Guy Weber writes:
Either Virgin Blue has a problem or Sydney Airports Corporation has one. Travelling from Sydney recently I checked in and, with boarding pass in hand, proceeded to Gate 31. Lo and behold, nobody was boarding – and around 25 minutes until scheduled departure. Monitors listed the flight as on time.
Great, a chance to get a bottle of water and a bite to eat before heading off.
A few minutes later, no change to the monitor. Must be running late. With the duopoly members you have around a one in ten chance of their aircraft being late at any given time. (Virgin measures “late” as being a departure within 15 minutes of its scheduled time. It would be interesting to see what their real on-time performance was if they measured “on-time” like everyone else in the world. Qantas, I hasten to add, is even worse).
About ten minutes to go before the scheduled departure time and still no change to any monitor. OK, better check this out at the gate. Arrive to see the aircraft heading off. That’s inconvenient. Now my on-time record is as bad as theirs. And I was not the only one missing a flight.
Check with Virgin staff.
V: “You should have been at the gate.” Probably right, but this is the real world.

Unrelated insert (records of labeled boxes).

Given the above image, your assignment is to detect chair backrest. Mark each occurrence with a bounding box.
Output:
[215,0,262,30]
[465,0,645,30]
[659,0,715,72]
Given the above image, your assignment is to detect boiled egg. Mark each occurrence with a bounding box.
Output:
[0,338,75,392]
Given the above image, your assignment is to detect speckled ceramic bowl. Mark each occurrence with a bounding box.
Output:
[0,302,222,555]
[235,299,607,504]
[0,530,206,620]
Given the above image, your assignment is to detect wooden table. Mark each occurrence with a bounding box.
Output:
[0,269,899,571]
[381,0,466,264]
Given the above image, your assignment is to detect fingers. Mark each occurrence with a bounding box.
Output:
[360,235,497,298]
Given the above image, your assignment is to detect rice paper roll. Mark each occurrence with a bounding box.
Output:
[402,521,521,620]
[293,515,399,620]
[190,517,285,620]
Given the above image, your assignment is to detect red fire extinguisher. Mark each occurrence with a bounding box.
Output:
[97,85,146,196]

GW: “Just went to get something to eat and drink and there was no change on the monitor.”
V: “We paged you.”
GW: “Didn’t hear anything.”
V: “Not throughout the airport, here at the gate lounge.”
GW: “That’s handy.”
V: “We don’t do airport-wide calls.”
GW: “Why not?”
V: “We just don’t.”
GW: “Does Qantas?”
V: “Well, you should have been here.”
GW: “Quite right, but then what point are the monitors?”
V: “We don’t operate them, Sydney Airports Corporation operate those.”
GW: “So, we can’t rely on the monitors?”
V: “No.”
If you are using Virgin, always be at the gate, all the time, because you rarely, if ever, get advance notice of delays, or refunds for delays, on the part of Virgin. Rather than reissue the ticket for the next flight, they simply bank the money and charge you for another ticket. And do not rely upon Sydney Airport Corporation’s monitors. Virgin says they are not to be relied upon.
Peter Vicary, SACL media head, responded to enquiries regarding this, advising that yes, SACL did operate the screens, but they were reliant upon airlines for updates. Qantas provides theirs electronically; Virgin by fax, apparently intermittently.
On balance you’d be inclined to think this is a Virgin problem, although why SACL allows a situation to continue where it cannot provide accurate aircraft and gate details to the travelling public is concerning. Makes you wonder about airport security standards too.